Bahkan Amnesty Internasional Indonesia mengidentifikasi penggunaan granat gas air mata yang mengandung bahan peledak dan dapat mengakibatkan cacat permanen saat aksi demonstrasi pada akhir Agustus 2025.

Bukannya melakukan koreksi, Kapolri malah menerbitkan Perkapolri 4/2025 yang melonggarkan aturan penggunaan senjata api.

Alih-alih membentuk Tim Pencari Fakta dan melepaskan warga yang ditangkap, negara justru memproduksi stigma ‘anarkis’, ‘penghasut’, dan ‘teroris’ terhadap para demonstran, serta mengadili Delpedro, Muzaffar, Syahdan Husein, dan Khariq Anhar.

“Ini taktik klasik meredam kritik. Mereka yang bersuara kritis dipenjarakan dan disalahkan atas kerusuhan akhir Agustus, sementara negara gagal mengusut siapa sesungguhnya pelaku kerusuhan tersebut,” ucap Usman.

Tak berhenti di situ, represi terus berlanjut secara sistematis terhadap aktivis dan pembela HAM.

Amnesty Internasional Indonesia mencatat sebanyak 283 pembela HAM mengalami serangan karena kerja-kerja mereka selama 2025, seperti kriminalisasi, penangkapan, pelaporan ke polisi, dan percobaan pembunuhan.

Mayoritas pembela HAM yang mengalami serangan adalah jurnalis dan masyarakat adat, masing-masing sebanyak 106 dan 74 orang.

Kasus-kasus yang terjadi menjelang penghujung tahun menunjukkan pola yang sama, ditandai dengan serangan terhadap 33 orang masyarakat adat Sihaporas, Simalungun, yang melukai 18 perempuan, 15 laki-laki, serta anak penyandang disabilitas pada September lalu.

Kemudian penangkapan dua aktivis Walhi dan Kamisan, Adetya Pramandira dan Fathul Munif, pada November silam.

Selanjutnya, penangkapan Ketua Adat Dusun Lelayang, Tarsisius Fendy Sesupi, usai mengkritik deforestasi dan kegiatan korporasi di Kalimantan Barat pada Desember 2025.

Aksi kekerasan aparat dan pejabat juga ditandai dengan adanya larangan bedah buku Reset Indonesia di Desa Gunungsari, Madiun, Jawa Timur, pada Sabtu (20/12/2025).

“Mereka yang lantang membela lingkungan dan tanah ulayat dibungkam lewat intimidasi dan kriminalisasi. Ini adalah upaya sistematis untuk menutupi kegagalan negara dalam mengelola kekayaan alam berlandaskan keadilan sosial bagi seluruh rakyatnya,” beber Usman.

Kondisi semakin kelam dengan ditetapkannya Presiden ke-2 RI, Soeharto, sebagai pahlawan nasional serta penulisan ulang sejarah nasional.

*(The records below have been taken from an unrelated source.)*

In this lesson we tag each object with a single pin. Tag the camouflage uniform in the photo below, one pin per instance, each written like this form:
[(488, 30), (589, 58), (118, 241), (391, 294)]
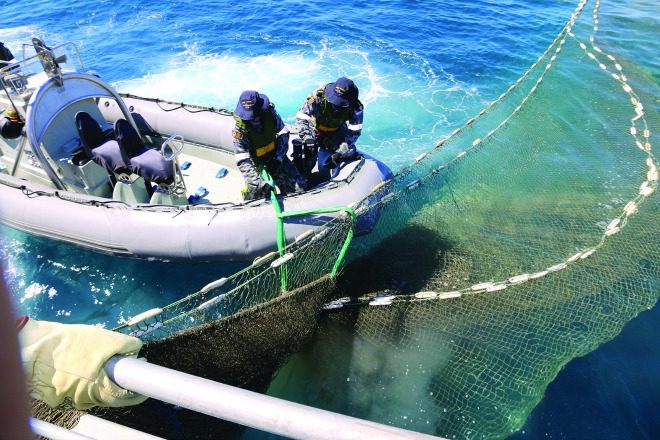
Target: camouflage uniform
[(265, 146), (326, 127)]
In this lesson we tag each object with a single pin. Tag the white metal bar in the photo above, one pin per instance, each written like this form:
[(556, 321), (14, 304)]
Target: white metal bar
[(55, 432), (244, 407), (100, 429)]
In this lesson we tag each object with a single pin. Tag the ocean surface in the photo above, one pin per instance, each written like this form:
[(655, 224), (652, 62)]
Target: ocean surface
[(423, 68)]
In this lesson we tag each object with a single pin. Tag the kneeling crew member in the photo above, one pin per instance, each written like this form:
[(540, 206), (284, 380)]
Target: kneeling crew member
[(261, 140), (329, 124)]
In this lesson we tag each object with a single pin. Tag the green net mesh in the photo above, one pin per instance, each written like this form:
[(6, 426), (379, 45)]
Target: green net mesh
[(526, 238)]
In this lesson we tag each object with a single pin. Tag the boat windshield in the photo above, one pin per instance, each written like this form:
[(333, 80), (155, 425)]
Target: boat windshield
[(23, 77)]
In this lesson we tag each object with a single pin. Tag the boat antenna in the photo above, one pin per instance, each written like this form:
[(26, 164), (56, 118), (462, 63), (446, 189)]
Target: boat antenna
[(49, 62)]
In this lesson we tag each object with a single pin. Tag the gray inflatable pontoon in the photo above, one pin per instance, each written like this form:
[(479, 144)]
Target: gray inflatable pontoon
[(50, 187)]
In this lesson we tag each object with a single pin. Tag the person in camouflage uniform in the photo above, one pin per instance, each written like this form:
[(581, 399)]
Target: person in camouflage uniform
[(329, 123), (5, 54), (261, 140)]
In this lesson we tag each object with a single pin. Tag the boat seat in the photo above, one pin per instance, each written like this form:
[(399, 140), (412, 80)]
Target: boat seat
[(145, 162), (97, 146)]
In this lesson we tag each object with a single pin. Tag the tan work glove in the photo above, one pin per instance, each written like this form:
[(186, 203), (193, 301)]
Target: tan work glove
[(66, 360)]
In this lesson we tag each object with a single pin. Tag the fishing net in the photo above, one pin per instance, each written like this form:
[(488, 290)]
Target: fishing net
[(526, 238)]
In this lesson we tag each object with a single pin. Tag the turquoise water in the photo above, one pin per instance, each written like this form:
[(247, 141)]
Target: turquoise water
[(422, 68)]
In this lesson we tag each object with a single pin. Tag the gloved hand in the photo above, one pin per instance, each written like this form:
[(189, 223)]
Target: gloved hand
[(66, 361), (310, 144), (333, 161)]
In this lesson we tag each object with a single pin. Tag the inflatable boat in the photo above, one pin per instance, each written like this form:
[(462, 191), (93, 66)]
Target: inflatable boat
[(181, 201)]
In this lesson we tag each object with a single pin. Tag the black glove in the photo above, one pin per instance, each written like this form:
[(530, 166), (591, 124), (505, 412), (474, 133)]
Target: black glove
[(309, 143)]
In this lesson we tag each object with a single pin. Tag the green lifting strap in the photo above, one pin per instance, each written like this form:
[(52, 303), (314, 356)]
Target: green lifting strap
[(281, 237)]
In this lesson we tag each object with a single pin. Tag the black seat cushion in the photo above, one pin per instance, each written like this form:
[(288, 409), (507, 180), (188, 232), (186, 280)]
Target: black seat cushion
[(145, 162), (90, 132)]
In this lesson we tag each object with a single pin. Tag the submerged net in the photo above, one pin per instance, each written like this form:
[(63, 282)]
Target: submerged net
[(525, 239)]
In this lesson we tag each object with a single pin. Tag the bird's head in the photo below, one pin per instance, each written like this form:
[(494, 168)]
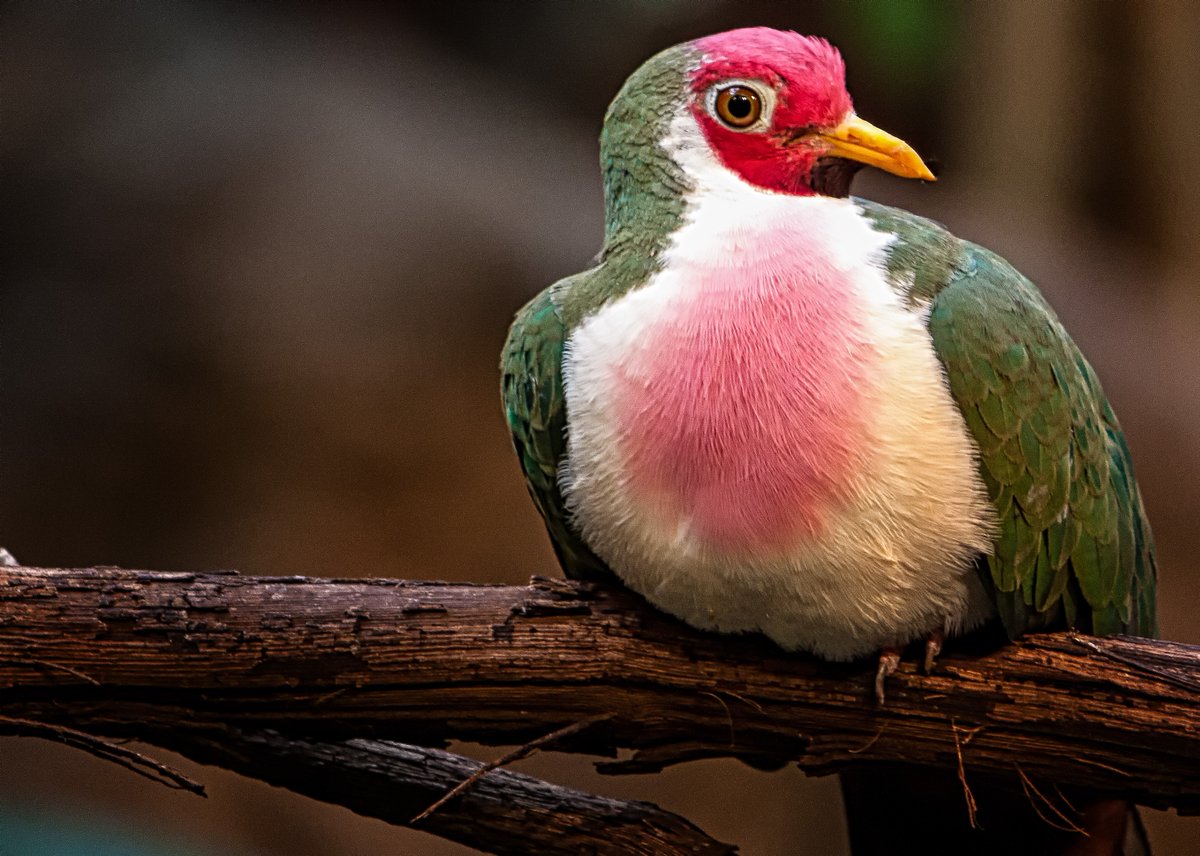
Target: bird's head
[(767, 105)]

Kebijakan ini menegasikan fakta pelanggaran HAM masa lalu, khususnya sejak Tragedi 1965, Petrus 1980-an, Priok 1984, Lampung 1989, hingga Tragedi Trisakti–Semanggi 1998–1999.

Tahun 2025 juga menjadi tahun perluasan peran militer di luar pertahanan. Revisi UU TNI memperluas peran militer dalam urusan pertanian, proyek strategis nasional, program makan siang gratis, hingga penugasan perwira aktif di jabatan sipil.

Kabar baik datang dari putusan MK Nomor 114/PUU-XXIII/2025 pada 13 November yang membatasi penugasan anggota Polri di luar kepolisian, meski kemudian berujung pada terbitnya Perpol 10/2025.

“Penyimpangan peran, fungsi, dan wewenang dua alat negara itu berpotensi mengembalikan mereka sebagai alat represi seperti yang terlihat sepanjang 2025,” jelas Usman.